Oil prices continued their upward momentum, driven by renewed supply concerns and a weakening U.S. dollar. Brent crude hovered near $65 per barrel, while West Texas Intermediate traded around $63, following strong gains the previous day.
The price rally was fueled by geopolitical tensions and OPEC+’s decision to stick with a modest production increase of 411,000 barrels per day in July—less than markets had feared. This led to a sharp unwinding of bearish positions, as traders had braced for a more aggressive output hike.
Adding to the bullish sentiment, the U.S. dollar remained under pressure, touching its lowest levels since July 2023. A weaker dollar typically boosts commodities like oil by making them more affordable to international buyers.
Geopolitical uncertainty also played a key role. Iran is expected to reject a U.S. nuclear deal proposal that fails to meet its core demands, potentially keeping sanctions in place and limiting Iranian oil exports.

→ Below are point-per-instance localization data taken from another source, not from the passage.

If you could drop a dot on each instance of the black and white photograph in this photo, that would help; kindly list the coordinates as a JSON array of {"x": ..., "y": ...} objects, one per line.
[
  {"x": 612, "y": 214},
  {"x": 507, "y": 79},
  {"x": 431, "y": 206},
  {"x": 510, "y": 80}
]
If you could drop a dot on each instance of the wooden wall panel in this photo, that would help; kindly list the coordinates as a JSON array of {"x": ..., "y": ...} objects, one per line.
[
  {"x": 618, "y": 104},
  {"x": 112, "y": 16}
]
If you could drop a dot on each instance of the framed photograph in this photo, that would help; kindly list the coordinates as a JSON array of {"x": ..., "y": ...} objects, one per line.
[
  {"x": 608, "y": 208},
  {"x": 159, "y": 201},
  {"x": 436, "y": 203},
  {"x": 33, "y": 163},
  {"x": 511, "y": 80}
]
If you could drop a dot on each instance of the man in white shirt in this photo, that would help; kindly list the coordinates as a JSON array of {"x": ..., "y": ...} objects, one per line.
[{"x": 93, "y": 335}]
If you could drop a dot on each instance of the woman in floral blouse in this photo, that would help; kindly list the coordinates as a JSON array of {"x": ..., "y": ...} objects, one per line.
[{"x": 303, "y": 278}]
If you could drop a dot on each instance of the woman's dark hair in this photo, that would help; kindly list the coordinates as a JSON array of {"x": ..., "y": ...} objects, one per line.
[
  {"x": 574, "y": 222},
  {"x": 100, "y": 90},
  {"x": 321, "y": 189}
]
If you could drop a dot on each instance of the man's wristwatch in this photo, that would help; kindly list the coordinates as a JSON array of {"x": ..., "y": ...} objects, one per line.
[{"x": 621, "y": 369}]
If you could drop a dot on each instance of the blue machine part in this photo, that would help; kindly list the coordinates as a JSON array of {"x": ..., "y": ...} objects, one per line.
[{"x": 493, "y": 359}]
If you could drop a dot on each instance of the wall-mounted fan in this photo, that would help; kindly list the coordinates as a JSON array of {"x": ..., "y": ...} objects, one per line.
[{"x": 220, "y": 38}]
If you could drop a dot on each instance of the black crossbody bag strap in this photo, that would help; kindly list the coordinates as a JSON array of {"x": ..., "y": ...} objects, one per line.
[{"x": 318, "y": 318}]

Meanwhile, recent talks between Russia and Ukraine yielded little progress, dampening hopes for a near-term resolution to the conflict.
Further tightening the supply outlook, wildfires in Alberta, Canada, have shut down nearly 350,000 barrels per day of crude production—about 7% of the country’s output—posing an additional threat to already constrained supplies.
Analysts say the market is reacting to the absence of worst-case scenarios, with rising seasonal demand, constrained supply growth, and geopolitical instability all contributing to the recent surge in prices.